Los pontevedreses nos enteramos tarde. Esas cosas se avisan. Nuestra relación con el Universo hubiera sido diferente. Usted mismo, por ejemplo, se ha pasado los últimos 27 años tomando alegremente copas con sus amigos sin meterse con nadie, y ahora tiene que enterarse de que en cualquier momento pudo entrar Rajoy en el Universo y enamorarse de usted. Todos en Pontevedra hemos estado expuestos a que Rajoy se enamorara de nosotros sin nuestro conocimiento y cualquiera pudo despertar un buen día desayunando en La Moncloa con el marido de la embajadora noruega, como le habrá pasado a Viri.

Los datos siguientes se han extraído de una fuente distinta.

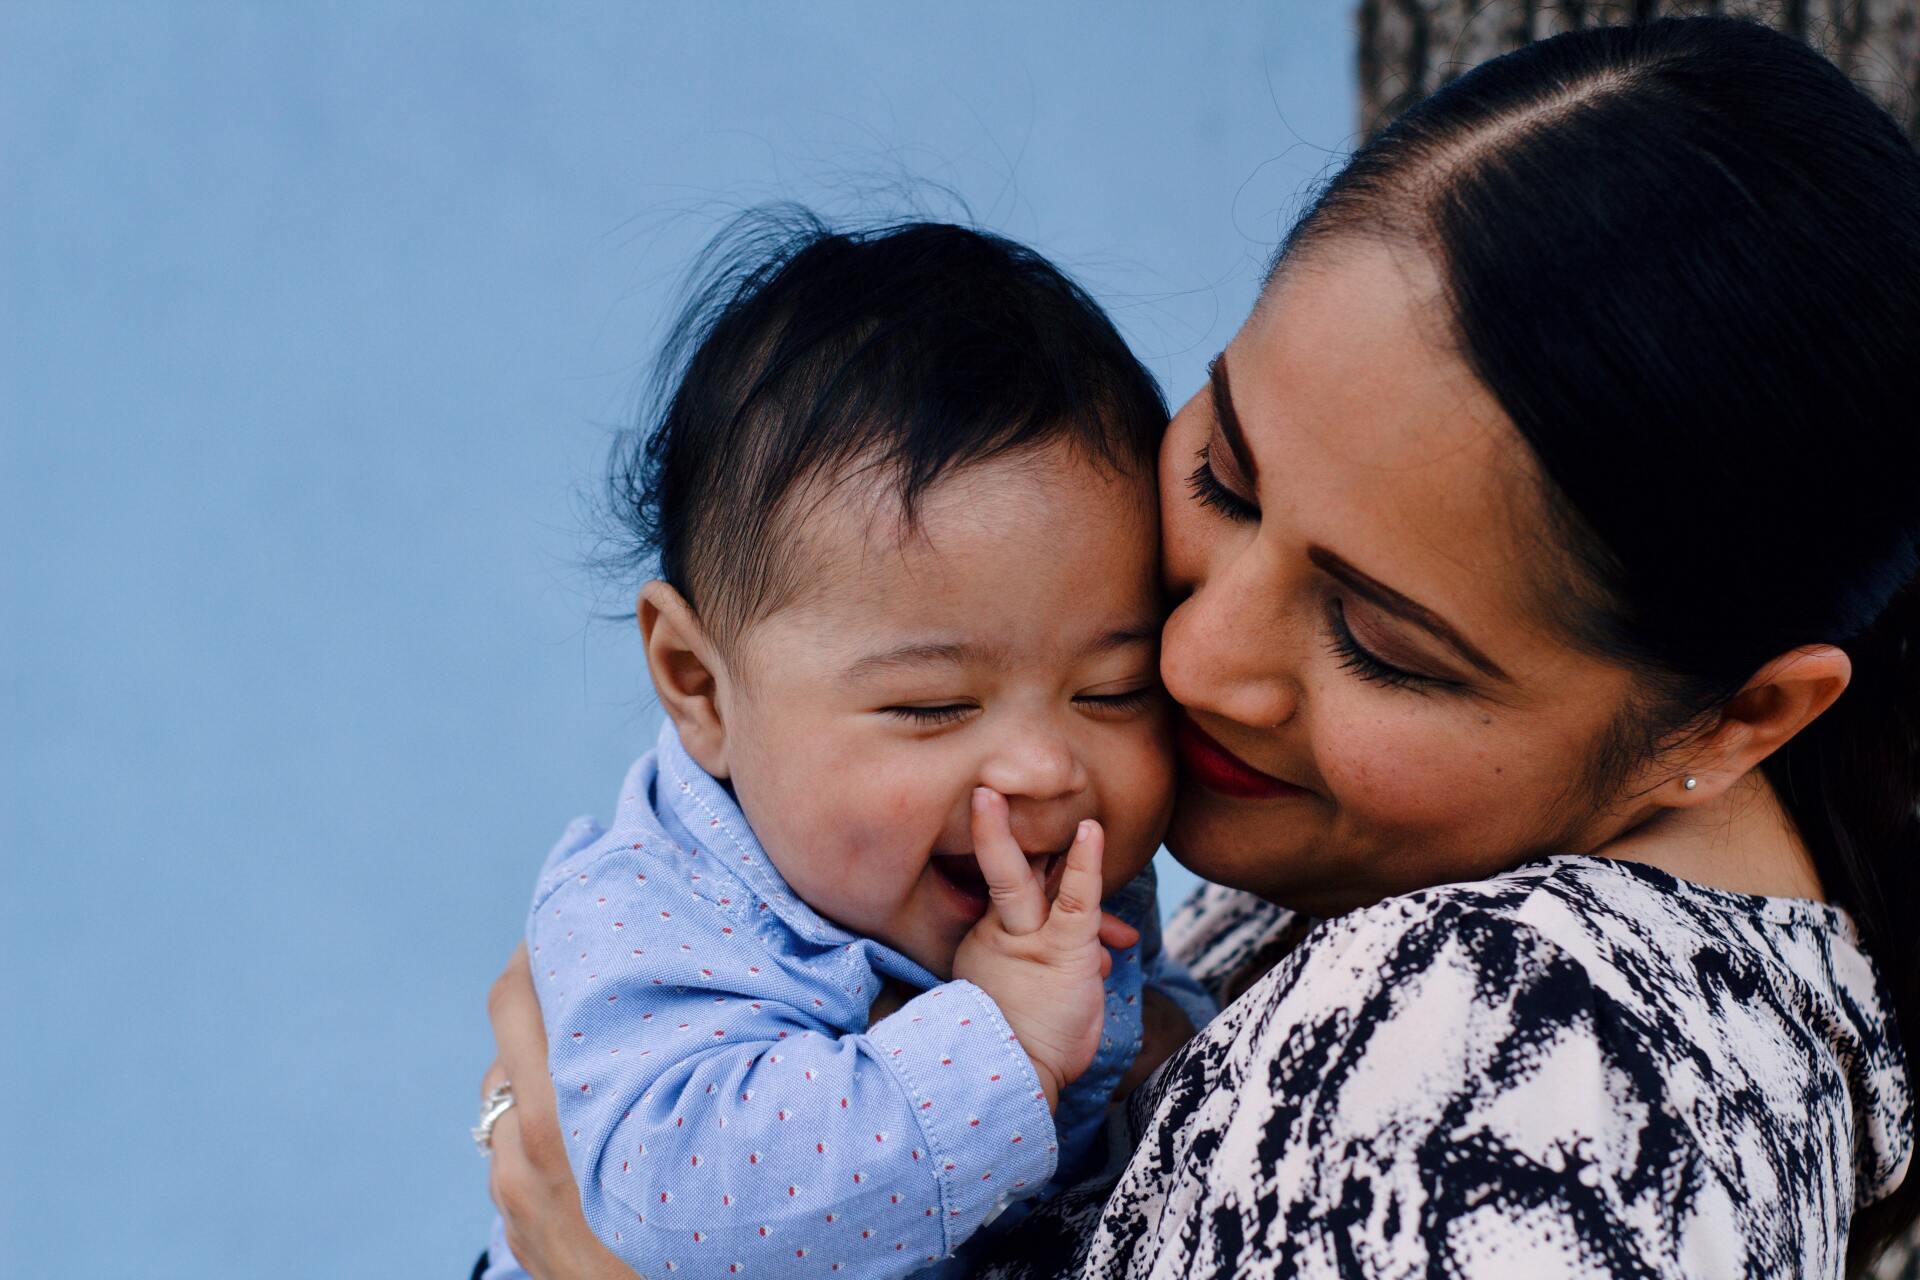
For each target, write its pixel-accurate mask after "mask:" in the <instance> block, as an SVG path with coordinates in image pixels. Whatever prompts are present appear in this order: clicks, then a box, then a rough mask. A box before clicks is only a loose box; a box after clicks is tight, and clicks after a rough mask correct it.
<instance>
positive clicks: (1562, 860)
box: [981, 856, 1914, 1280]
mask: <svg viewBox="0 0 1920 1280" xmlns="http://www.w3.org/2000/svg"><path fill="white" fill-rule="evenodd" d="M1167 944H1169V948H1171V950H1175V954H1181V956H1183V958H1185V960H1187V961H1188V965H1190V967H1192V969H1194V973H1196V975H1198V977H1202V981H1208V983H1212V984H1215V990H1219V984H1223V983H1227V981H1231V977H1233V975H1235V973H1240V971H1244V969H1246V963H1248V961H1250V960H1256V958H1260V956H1261V954H1267V952H1277V950H1279V948H1286V946H1288V944H1292V946H1290V950H1286V952H1284V958H1283V960H1281V961H1279V963H1277V965H1273V969H1271V971H1267V973H1265V977H1261V979H1260V981H1258V983H1254V984H1252V986H1250V988H1248V990H1246V992H1244V994H1238V998H1236V1000H1233V1004H1231V1006H1229V1007H1227V1009H1225V1011H1223V1013H1221V1017H1219V1019H1215V1021H1213V1023H1212V1025H1210V1027H1206V1031H1202V1032H1200V1034H1198V1036H1196V1038H1194V1040H1192V1042H1188V1044H1187V1046H1185V1048H1183V1050H1181V1052H1179V1054H1175V1055H1173V1057H1171V1059H1169V1061H1167V1063H1165V1067H1164V1069H1162V1071H1160V1073H1158V1075H1156V1077H1154V1079H1152V1080H1150V1082H1148V1084H1146V1086H1142V1088H1140V1090H1139V1092H1137V1094H1135V1098H1133V1103H1131V1107H1129V1111H1127V1117H1125V1125H1119V1123H1116V1125H1114V1130H1116V1132H1114V1159H1112V1161H1110V1165H1108V1173H1106V1174H1104V1176H1102V1178H1100V1180H1094V1182H1089V1184H1085V1186H1081V1188H1075V1190H1071V1192H1068V1194H1066V1196H1062V1197H1058V1199H1056V1201H1052V1203H1048V1205H1043V1207H1041V1209H1039V1211H1037V1213H1035V1215H1033V1219H1029V1221H1027V1222H1023V1224H1021V1226H1020V1228H1018V1230H1016V1232H1014V1234H1012V1236H1010V1238H1008V1240H1004V1242H1002V1244H1000V1247H998V1249H996V1251H995V1261H993V1263H991V1265H989V1267H987V1270H983V1272H981V1274H989V1276H1000V1278H1002V1280H1016V1278H1020V1280H1025V1278H1039V1276H1048V1278H1052V1276H1081V1278H1085V1280H1092V1278H1100V1280H1110V1278H1112V1280H1117V1278H1121V1276H1127V1278H1135V1276H1140V1278H1144V1276H1156V1278H1179V1280H1210V1278H1217V1276H1219V1278H1223V1276H1688V1278H1693V1276H1839V1274H1841V1272H1843V1265H1845V1251H1847V1224H1849V1222H1851V1219H1853V1211H1855V1207H1859V1205H1864V1203H1872V1201H1874V1199H1878V1197H1882V1196H1885V1194H1887V1192H1889V1190H1891V1188H1895V1186H1899V1180H1901V1178H1903V1176H1905V1173H1907V1161H1908V1155H1910V1151H1912V1142H1914V1107H1912V1092H1910V1086H1908V1079H1907V1067H1905V1059H1903V1054H1901V1048H1899V1040H1897V1036H1895V1029H1893V1023H1891V1006H1889V998H1887V992H1885V988H1884V984H1882V983H1880V979H1878V975H1876V971H1874V965H1872V963H1870V961H1868V958H1866V956H1864V954H1862V952H1860V946H1859V938H1857V933H1855V927H1853V921H1851V919H1849V917H1847V915H1845V912H1841V910H1837V908H1832V906H1824V904H1818V902H1807V900H1791V898H1755V896H1745V894H1734V892H1724V890H1715V889H1703V887H1699V885H1690V883H1684V881H1676V879H1674V877H1670V875H1665V873H1663V871H1655V869H1651V867H1645V865H1638V864H1626V862H1611V860H1603V858H1586V856H1559V858H1546V860H1540V862H1532V864H1526V865H1523V867H1517V869H1513V871H1507V873H1503V875H1496V877H1492V879H1488V881H1480V883H1471V885H1442V887H1436V889H1428V890H1423V892H1415V894H1407V896H1402V898H1388V900H1386V902H1380V904H1377V906H1371V908H1365V910H1359V912H1352V913H1348V915H1342V917H1336V919H1331V921H1319V923H1313V921H1300V919H1296V917H1292V915H1290V913H1288V912H1283V910H1279V908H1273V906H1269V904H1265V902H1260V900H1256V898H1252V896H1248V894H1242V892H1235V890H1225V889H1213V887H1210V889H1204V890H1202V892H1200V894H1196V896H1194V898H1192V900H1190V902H1188V904H1187V906H1185V908H1183V910H1181V913H1179V915H1177V917H1175V921H1173V923H1171V925H1169V929H1167ZM1223 994H1225V996H1233V994H1235V992H1231V990H1223Z"/></svg>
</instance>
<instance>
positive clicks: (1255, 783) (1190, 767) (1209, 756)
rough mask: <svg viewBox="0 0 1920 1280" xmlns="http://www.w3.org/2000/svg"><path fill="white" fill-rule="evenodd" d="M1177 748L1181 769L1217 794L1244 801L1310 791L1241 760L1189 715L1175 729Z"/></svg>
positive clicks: (1300, 794)
mask: <svg viewBox="0 0 1920 1280" xmlns="http://www.w3.org/2000/svg"><path fill="white" fill-rule="evenodd" d="M1175 748H1177V750H1179V756H1181V768H1183V770H1185V771H1187V775H1188V777H1192V779H1194V781H1196V783H1200V785H1202V787H1206V789H1208V791H1213V793H1217V794H1223V796H1236V798H1240V800H1279V798H1283V796H1304V794H1308V791H1306V789H1304V787H1294V785H1292V783H1283V781H1281V779H1277V777H1273V775H1271V773H1261V771H1260V770H1256V768H1254V766H1250V764H1248V762H1246V760H1240V758H1238V756H1236V754H1233V752H1231V750H1227V748H1225V747H1221V745H1219V743H1215V741H1213V739H1212V737H1208V735H1206V733H1202V731H1200V725H1196V723H1194V722H1192V720H1188V718H1187V716H1181V722H1179V727H1177V729H1175Z"/></svg>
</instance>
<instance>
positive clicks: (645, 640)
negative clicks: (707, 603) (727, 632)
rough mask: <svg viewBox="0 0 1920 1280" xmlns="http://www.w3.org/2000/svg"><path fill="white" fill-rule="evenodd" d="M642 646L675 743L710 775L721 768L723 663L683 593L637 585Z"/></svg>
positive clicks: (722, 736)
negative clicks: (642, 644)
mask: <svg viewBox="0 0 1920 1280" xmlns="http://www.w3.org/2000/svg"><path fill="white" fill-rule="evenodd" d="M634 612H636V616H637V618H639V637H641V643H643V645H645V649H647V672H649V674H651V676H653V691H655V693H657V695H659V697H660V706H662V708H666V716H668V718H670V720H672V722H674V727H676V729H678V731H680V745H682V747H685V748H687V754H689V756H693V762H695V764H699V766H701V768H703V770H707V771H708V773H712V775H714V777H720V779H724V777H726V775H728V766H726V716H724V714H722V704H724V699H726V681H728V674H726V664H724V662H722V660H720V652H718V649H716V647H714V643H712V637H708V635H707V628H703V626H701V620H699V614H695V612H693V606H691V604H687V601H685V597H682V595H680V593H678V591H674V589H672V587H670V585H668V583H664V581H660V580H653V581H649V583H647V585H645V587H641V589H639V601H637V603H636V606H634Z"/></svg>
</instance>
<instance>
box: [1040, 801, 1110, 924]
mask: <svg viewBox="0 0 1920 1280" xmlns="http://www.w3.org/2000/svg"><path fill="white" fill-rule="evenodd" d="M1104 854H1106V833H1104V831H1102V829H1100V823H1096V821H1094V819H1091V818H1089V819H1087V821H1083V823H1081V825H1079V831H1075V833H1073V848H1069V850H1068V865H1066V869H1064V871H1062V873H1060V892H1058V894H1054V910H1052V915H1048V917H1046V927H1048V929H1050V931H1052V933H1054V936H1056V938H1058V940H1060V942H1064V944H1068V946H1077V944H1083V942H1092V940H1094V938H1098V936H1100V917H1102V912H1100V860H1102V856H1104Z"/></svg>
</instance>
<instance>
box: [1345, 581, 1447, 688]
mask: <svg viewBox="0 0 1920 1280" xmlns="http://www.w3.org/2000/svg"><path fill="white" fill-rule="evenodd" d="M1327 645H1329V649H1332V654H1334V656H1336V658H1338V660H1340V666H1342V668H1346V670H1350V672H1354V674H1356V676H1359V677H1361V679H1365V681H1367V683H1375V685H1386V687H1390V689H1413V691H1415V693H1438V691H1446V689H1459V687H1461V685H1459V681H1453V679H1440V677H1438V676H1423V674H1421V672H1409V670H1405V668H1404V666H1394V664H1392V662H1386V660H1384V658H1380V656H1379V654H1375V652H1371V651H1369V649H1367V647H1365V645H1361V643H1359V641H1357V639H1354V628H1350V626H1348V622H1346V604H1344V603H1342V601H1340V599H1338V597H1332V599H1329V601H1327Z"/></svg>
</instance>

El local duró tanto tiempo abierto por dos motivos: el primero, que nadie sabía lo de Rajoy, salvo quizás su círculo más próximo. Uno no va por la vida preguntándose dónde se enamoró Rajoy, no sé por qué; y el segundo, que lo llevaba Rafa Trigo, tan histórico de la noche pontevedresa como que fue uno de los fundadores de La Cabaña. A La Cabaña puede ir uno con la certeza de que Rajoy no entrará allí a enamorarse de nadie. Sostengo que cuando Viri se enfada con Rajoy, se lo dice: “Mariano, a veces me arrepiento de haber ido aquella noche al Universo. Si hubiera entrado en La Cabaña no tendría que estar ahora soportando tus ronquidos. Porque tú roncas, Mariano, tú roncas”. Si algún día Rajoy pisó La Cabaña, nunca lo contará. A La Cabaña no iba uno a enamorarse. Más bien todo lo contrario. Uno iba allí a partirse el corazón a lo grande, entre sesiones de jazz y en compañía de otros que estaban allí por lo mismo, y más de una vez bajó usted esas escaleras a trompicones y las subió a gatas. Y sus hijos también. Y puede que sus nietos, porque el local abrió en 1980, mientras gobernaba Suárez y alguien asesinaba a los marqueses de Urquijo, también en compañía de otros.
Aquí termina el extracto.